Charlie Steiner comments on The Big Picture Of Alignment (Talk Part 1)

Charlie Steiner 24 Feb 2022 3:29 UTC
LW: 9 AF: 5
AF
Thanks a bunch!
1. I want to interrogate a little more the notion that gradient descent samples uniformly (or rather, are dominated by the initialization distribution) from good parameters. Have you read various things about grokking like Hypothesis: GD Prefers General Crictuits? That argument seems to be that you might start with parameters dominated by the initialization distribution, but various sorts of regularization are going to push you to sample solutions in a nonuniform way. Do you have a take on this?

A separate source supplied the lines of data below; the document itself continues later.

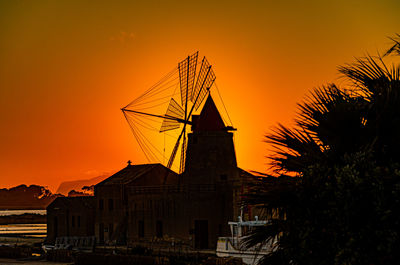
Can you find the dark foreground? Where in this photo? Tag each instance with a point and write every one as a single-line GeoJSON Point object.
{"type": "Point", "coordinates": [33, 254]}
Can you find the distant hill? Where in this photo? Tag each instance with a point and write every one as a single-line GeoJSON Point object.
{"type": "Point", "coordinates": [77, 185]}
{"type": "Point", "coordinates": [26, 197]}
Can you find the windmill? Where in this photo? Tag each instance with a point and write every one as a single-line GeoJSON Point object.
{"type": "Point", "coordinates": [193, 85]}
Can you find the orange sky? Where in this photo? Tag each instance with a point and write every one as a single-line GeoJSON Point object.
{"type": "Point", "coordinates": [67, 67]}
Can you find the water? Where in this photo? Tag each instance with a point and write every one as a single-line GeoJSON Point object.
{"type": "Point", "coordinates": [22, 230]}
{"type": "Point", "coordinates": [35, 230]}
{"type": "Point", "coordinates": [19, 212]}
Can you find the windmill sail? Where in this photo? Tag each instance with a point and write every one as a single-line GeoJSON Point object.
{"type": "Point", "coordinates": [205, 80]}
{"type": "Point", "coordinates": [187, 74]}
{"type": "Point", "coordinates": [173, 111]}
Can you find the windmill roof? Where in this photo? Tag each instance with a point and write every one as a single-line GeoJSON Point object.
{"type": "Point", "coordinates": [134, 172]}
{"type": "Point", "coordinates": [209, 118]}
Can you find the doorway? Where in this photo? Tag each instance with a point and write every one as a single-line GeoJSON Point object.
{"type": "Point", "coordinates": [201, 234]}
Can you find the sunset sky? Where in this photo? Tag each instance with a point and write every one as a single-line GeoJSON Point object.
{"type": "Point", "coordinates": [67, 68]}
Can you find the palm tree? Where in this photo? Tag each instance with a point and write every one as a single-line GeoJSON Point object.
{"type": "Point", "coordinates": [335, 174]}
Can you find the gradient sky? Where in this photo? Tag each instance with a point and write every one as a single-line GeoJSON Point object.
{"type": "Point", "coordinates": [67, 67]}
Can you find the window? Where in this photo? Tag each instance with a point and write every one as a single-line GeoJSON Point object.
{"type": "Point", "coordinates": [159, 232]}
{"type": "Point", "coordinates": [141, 228]}
{"type": "Point", "coordinates": [110, 230]}
{"type": "Point", "coordinates": [110, 204]}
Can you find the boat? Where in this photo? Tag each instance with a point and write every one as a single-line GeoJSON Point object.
{"type": "Point", "coordinates": [233, 246]}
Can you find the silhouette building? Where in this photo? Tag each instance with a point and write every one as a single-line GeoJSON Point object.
{"type": "Point", "coordinates": [144, 203]}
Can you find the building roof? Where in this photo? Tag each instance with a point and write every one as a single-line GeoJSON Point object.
{"type": "Point", "coordinates": [134, 172]}
{"type": "Point", "coordinates": [209, 118]}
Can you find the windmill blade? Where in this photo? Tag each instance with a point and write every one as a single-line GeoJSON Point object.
{"type": "Point", "coordinates": [173, 111]}
{"type": "Point", "coordinates": [205, 80]}
{"type": "Point", "coordinates": [187, 74]}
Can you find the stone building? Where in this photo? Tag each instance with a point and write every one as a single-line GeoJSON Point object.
{"type": "Point", "coordinates": [70, 216]}
{"type": "Point", "coordinates": [143, 203]}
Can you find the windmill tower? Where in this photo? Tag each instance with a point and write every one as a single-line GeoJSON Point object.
{"type": "Point", "coordinates": [210, 153]}
{"type": "Point", "coordinates": [194, 88]}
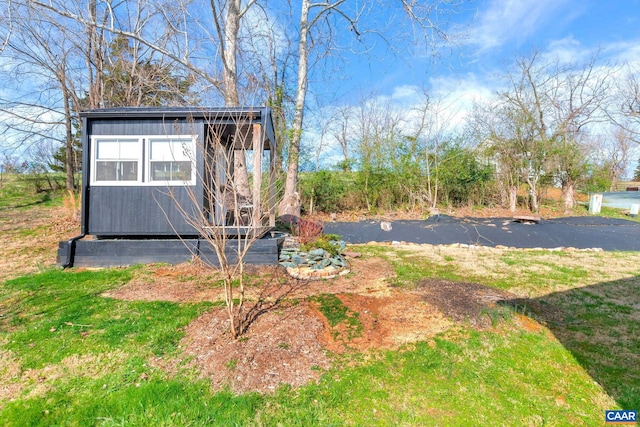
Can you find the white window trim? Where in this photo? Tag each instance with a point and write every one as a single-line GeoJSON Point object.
{"type": "Point", "coordinates": [144, 161]}
{"type": "Point", "coordinates": [94, 160]}
{"type": "Point", "coordinates": [147, 160]}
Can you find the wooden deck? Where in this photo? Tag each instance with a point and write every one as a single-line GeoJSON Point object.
{"type": "Point", "coordinates": [124, 252]}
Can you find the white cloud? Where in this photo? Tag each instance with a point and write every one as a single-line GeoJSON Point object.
{"type": "Point", "coordinates": [506, 20]}
{"type": "Point", "coordinates": [567, 50]}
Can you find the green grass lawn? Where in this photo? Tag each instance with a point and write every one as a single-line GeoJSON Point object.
{"type": "Point", "coordinates": [70, 356]}
{"type": "Point", "coordinates": [73, 357]}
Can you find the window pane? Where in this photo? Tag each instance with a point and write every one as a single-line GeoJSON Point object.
{"type": "Point", "coordinates": [129, 149]}
{"type": "Point", "coordinates": [107, 149]}
{"type": "Point", "coordinates": [129, 171]}
{"type": "Point", "coordinates": [181, 171]}
{"type": "Point", "coordinates": [170, 149]}
{"type": "Point", "coordinates": [106, 171]}
{"type": "Point", "coordinates": [161, 171]}
{"type": "Point", "coordinates": [117, 149]}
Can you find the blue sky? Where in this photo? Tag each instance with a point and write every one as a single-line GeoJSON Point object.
{"type": "Point", "coordinates": [494, 32]}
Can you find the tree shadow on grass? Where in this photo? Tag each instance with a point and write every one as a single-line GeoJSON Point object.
{"type": "Point", "coordinates": [600, 326]}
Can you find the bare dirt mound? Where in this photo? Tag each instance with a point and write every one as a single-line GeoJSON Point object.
{"type": "Point", "coordinates": [291, 340]}
{"type": "Point", "coordinates": [281, 347]}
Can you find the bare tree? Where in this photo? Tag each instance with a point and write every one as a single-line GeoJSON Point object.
{"type": "Point", "coordinates": [230, 222]}
{"type": "Point", "coordinates": [420, 15]}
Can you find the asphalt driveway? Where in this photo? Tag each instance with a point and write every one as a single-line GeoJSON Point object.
{"type": "Point", "coordinates": [578, 232]}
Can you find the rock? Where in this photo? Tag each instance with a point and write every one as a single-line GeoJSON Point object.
{"type": "Point", "coordinates": [317, 252]}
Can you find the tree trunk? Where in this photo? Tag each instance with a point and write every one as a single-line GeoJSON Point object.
{"type": "Point", "coordinates": [513, 198]}
{"type": "Point", "coordinates": [68, 145]}
{"type": "Point", "coordinates": [290, 204]}
{"type": "Point", "coordinates": [568, 194]}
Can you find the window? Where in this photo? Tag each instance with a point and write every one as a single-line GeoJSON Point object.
{"type": "Point", "coordinates": [153, 160]}
{"type": "Point", "coordinates": [171, 159]}
{"type": "Point", "coordinates": [117, 160]}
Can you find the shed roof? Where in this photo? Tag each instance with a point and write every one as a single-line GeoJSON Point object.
{"type": "Point", "coordinates": [215, 115]}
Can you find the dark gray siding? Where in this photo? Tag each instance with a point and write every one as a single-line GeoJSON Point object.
{"type": "Point", "coordinates": [141, 210]}
{"type": "Point", "coordinates": [122, 211]}
{"type": "Point", "coordinates": [146, 127]}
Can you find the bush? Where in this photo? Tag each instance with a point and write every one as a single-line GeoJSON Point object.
{"type": "Point", "coordinates": [322, 190]}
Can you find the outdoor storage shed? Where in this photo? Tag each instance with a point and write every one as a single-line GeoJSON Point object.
{"type": "Point", "coordinates": [156, 179]}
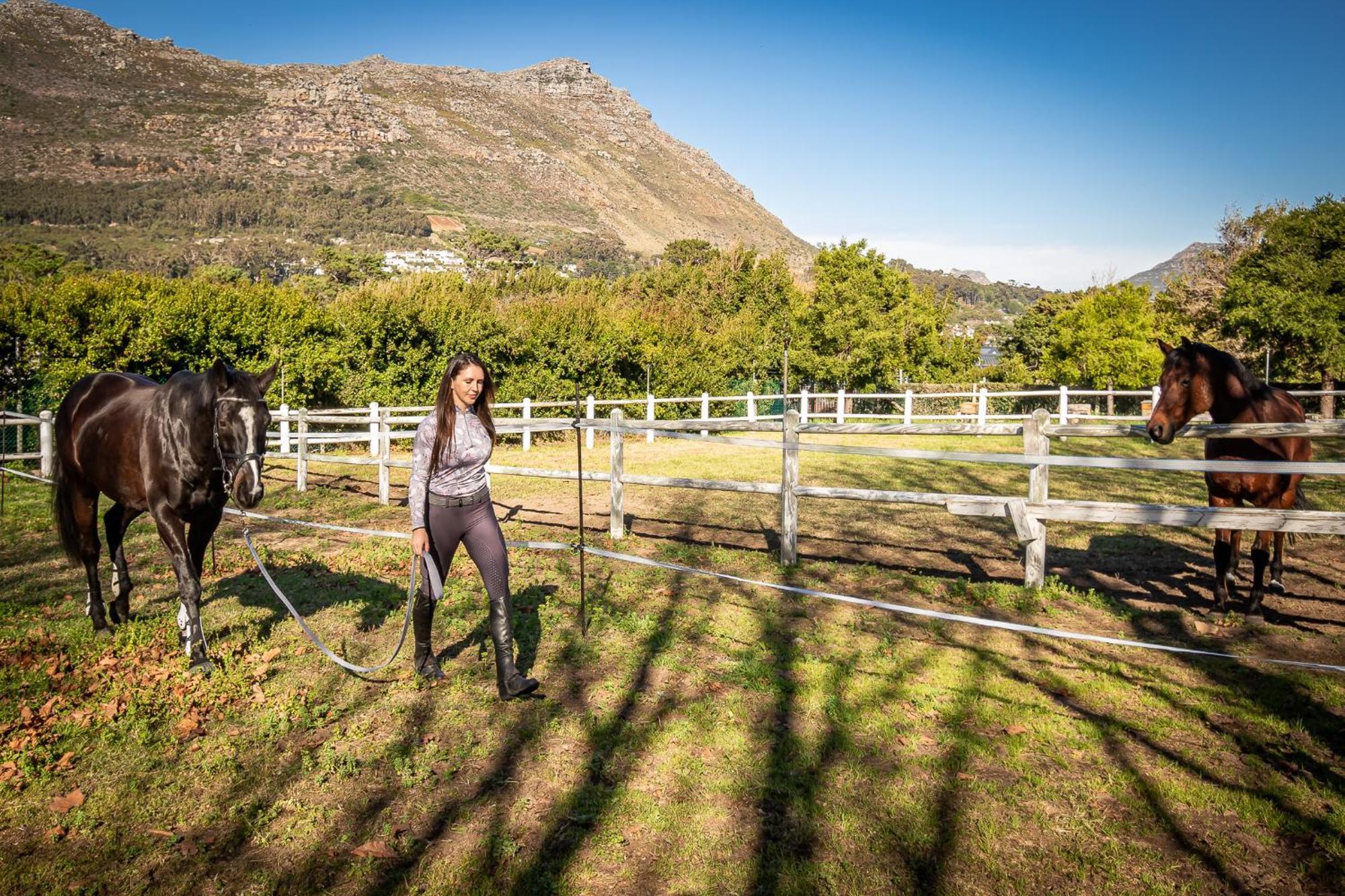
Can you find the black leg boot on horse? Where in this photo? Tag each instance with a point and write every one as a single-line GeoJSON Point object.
{"type": "Point", "coordinates": [424, 659]}
{"type": "Point", "coordinates": [509, 680]}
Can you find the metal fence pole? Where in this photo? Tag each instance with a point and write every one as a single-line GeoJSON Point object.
{"type": "Point", "coordinates": [617, 524]}
{"type": "Point", "coordinates": [302, 464]}
{"type": "Point", "coordinates": [46, 443]}
{"type": "Point", "coordinates": [789, 482]}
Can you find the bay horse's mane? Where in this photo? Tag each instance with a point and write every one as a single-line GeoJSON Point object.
{"type": "Point", "coordinates": [1254, 386]}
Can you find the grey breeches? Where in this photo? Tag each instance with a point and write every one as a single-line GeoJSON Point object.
{"type": "Point", "coordinates": [477, 528]}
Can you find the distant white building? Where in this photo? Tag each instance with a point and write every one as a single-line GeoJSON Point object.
{"type": "Point", "coordinates": [424, 261]}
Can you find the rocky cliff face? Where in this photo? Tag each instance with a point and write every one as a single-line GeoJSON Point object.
{"type": "Point", "coordinates": [544, 150]}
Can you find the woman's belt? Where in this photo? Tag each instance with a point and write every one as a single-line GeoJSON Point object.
{"type": "Point", "coordinates": [478, 497]}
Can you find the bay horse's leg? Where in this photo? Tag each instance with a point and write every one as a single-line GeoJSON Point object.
{"type": "Point", "coordinates": [1237, 546]}
{"type": "Point", "coordinates": [115, 524]}
{"type": "Point", "coordinates": [1277, 567]}
{"type": "Point", "coordinates": [84, 507]}
{"type": "Point", "coordinates": [1261, 559]}
{"type": "Point", "coordinates": [190, 634]}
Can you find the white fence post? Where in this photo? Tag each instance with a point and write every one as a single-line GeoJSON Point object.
{"type": "Point", "coordinates": [384, 456]}
{"type": "Point", "coordinates": [617, 516]}
{"type": "Point", "coordinates": [302, 466]}
{"type": "Point", "coordinates": [789, 498]}
{"type": "Point", "coordinates": [1031, 529]}
{"type": "Point", "coordinates": [373, 430]}
{"type": "Point", "coordinates": [588, 434]}
{"type": "Point", "coordinates": [46, 443]}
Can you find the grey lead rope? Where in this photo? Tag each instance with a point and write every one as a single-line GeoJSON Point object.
{"type": "Point", "coordinates": [436, 584]}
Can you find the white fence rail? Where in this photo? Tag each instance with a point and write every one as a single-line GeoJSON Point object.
{"type": "Point", "coordinates": [1030, 513]}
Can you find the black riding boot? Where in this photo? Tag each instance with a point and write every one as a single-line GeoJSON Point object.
{"type": "Point", "coordinates": [509, 680]}
{"type": "Point", "coordinates": [424, 659]}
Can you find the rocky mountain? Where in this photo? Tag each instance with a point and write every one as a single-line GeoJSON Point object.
{"type": "Point", "coordinates": [102, 127]}
{"type": "Point", "coordinates": [1157, 276]}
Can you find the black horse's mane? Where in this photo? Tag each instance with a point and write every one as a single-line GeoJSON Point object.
{"type": "Point", "coordinates": [1253, 385]}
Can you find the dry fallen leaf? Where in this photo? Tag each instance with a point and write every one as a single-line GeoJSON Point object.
{"type": "Point", "coordinates": [63, 805]}
{"type": "Point", "coordinates": [375, 849]}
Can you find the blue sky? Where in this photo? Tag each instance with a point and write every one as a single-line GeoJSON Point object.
{"type": "Point", "coordinates": [1058, 145]}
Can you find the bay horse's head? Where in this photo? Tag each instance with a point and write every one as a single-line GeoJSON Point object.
{"type": "Point", "coordinates": [241, 420]}
{"type": "Point", "coordinates": [1186, 391]}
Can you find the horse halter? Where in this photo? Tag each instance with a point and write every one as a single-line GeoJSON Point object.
{"type": "Point", "coordinates": [220, 452]}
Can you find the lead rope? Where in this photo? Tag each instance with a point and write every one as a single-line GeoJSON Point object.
{"type": "Point", "coordinates": [436, 584]}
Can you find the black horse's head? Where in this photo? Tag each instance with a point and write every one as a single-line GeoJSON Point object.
{"type": "Point", "coordinates": [241, 420]}
{"type": "Point", "coordinates": [1184, 391]}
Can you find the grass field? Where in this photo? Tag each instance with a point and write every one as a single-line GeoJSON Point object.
{"type": "Point", "coordinates": [703, 736]}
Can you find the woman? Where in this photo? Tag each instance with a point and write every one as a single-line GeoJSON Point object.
{"type": "Point", "coordinates": [451, 503]}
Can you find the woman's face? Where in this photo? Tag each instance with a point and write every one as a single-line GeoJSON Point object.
{"type": "Point", "coordinates": [467, 385]}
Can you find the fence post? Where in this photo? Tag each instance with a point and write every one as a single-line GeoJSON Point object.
{"type": "Point", "coordinates": [302, 466]}
{"type": "Point", "coordinates": [384, 456]}
{"type": "Point", "coordinates": [617, 522]}
{"type": "Point", "coordinates": [373, 430]}
{"type": "Point", "coordinates": [284, 430]}
{"type": "Point", "coordinates": [1035, 442]}
{"type": "Point", "coordinates": [588, 434]}
{"type": "Point", "coordinates": [45, 443]}
{"type": "Point", "coordinates": [789, 499]}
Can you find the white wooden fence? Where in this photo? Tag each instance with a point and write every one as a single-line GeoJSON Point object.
{"type": "Point", "coordinates": [1030, 513]}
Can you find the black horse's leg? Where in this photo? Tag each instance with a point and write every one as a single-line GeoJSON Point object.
{"type": "Point", "coordinates": [1261, 557]}
{"type": "Point", "coordinates": [198, 538]}
{"type": "Point", "coordinates": [1277, 567]}
{"type": "Point", "coordinates": [115, 524]}
{"type": "Point", "coordinates": [84, 507]}
{"type": "Point", "coordinates": [190, 634]}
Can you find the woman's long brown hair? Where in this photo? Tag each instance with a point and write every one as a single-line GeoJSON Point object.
{"type": "Point", "coordinates": [449, 411]}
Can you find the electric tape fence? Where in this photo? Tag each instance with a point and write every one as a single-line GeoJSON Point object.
{"type": "Point", "coordinates": [693, 571]}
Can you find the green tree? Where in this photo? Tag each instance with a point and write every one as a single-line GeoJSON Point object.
{"type": "Point", "coordinates": [1106, 338]}
{"type": "Point", "coordinates": [1288, 294]}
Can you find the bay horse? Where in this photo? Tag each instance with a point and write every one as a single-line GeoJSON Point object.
{"type": "Point", "coordinates": [1200, 378]}
{"type": "Point", "coordinates": [177, 450]}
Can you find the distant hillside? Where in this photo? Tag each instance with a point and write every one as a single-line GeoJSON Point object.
{"type": "Point", "coordinates": [208, 159]}
{"type": "Point", "coordinates": [1157, 276]}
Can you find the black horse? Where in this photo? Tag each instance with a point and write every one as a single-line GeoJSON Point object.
{"type": "Point", "coordinates": [178, 450]}
{"type": "Point", "coordinates": [1200, 378]}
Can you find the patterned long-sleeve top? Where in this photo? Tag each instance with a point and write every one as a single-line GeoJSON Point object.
{"type": "Point", "coordinates": [461, 471]}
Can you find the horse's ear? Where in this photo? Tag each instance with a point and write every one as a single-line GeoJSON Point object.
{"type": "Point", "coordinates": [220, 376]}
{"type": "Point", "coordinates": [266, 378]}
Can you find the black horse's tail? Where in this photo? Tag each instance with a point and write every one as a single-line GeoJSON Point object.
{"type": "Point", "coordinates": [64, 510]}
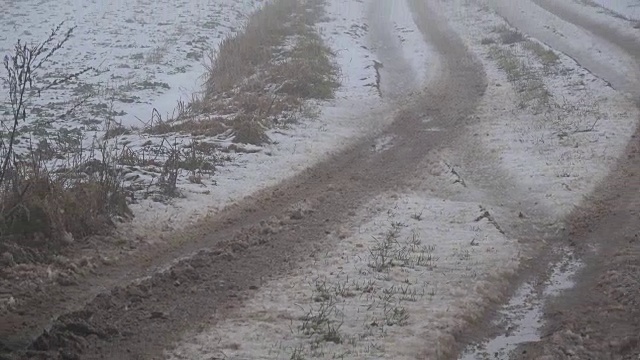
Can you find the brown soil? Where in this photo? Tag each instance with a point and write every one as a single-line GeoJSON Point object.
{"type": "Point", "coordinates": [222, 260]}
{"type": "Point", "coordinates": [600, 317]}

2. For the power-seeking-because-of-entropy example, I want to second the audience questions. If you’re getting your policy by sampling from all possible policies, the argument is great, but if you’re getting your policy by sampling from NN parameters that generate strings of 100 actions, then you just finished arguing that uniform-ish sampling over NN parameters will give simplcity-ish sampling over policies. What would a NN do if trained to play the example game? I would assume it would quickly learn to exactly alternate $ and Apple. This looks like something that seems a little less like powerseeking, and more like telling DeepDream to fill the image with dogs, except filling a string with buying three apples. I dunno, do you think it’s still like powerseeking?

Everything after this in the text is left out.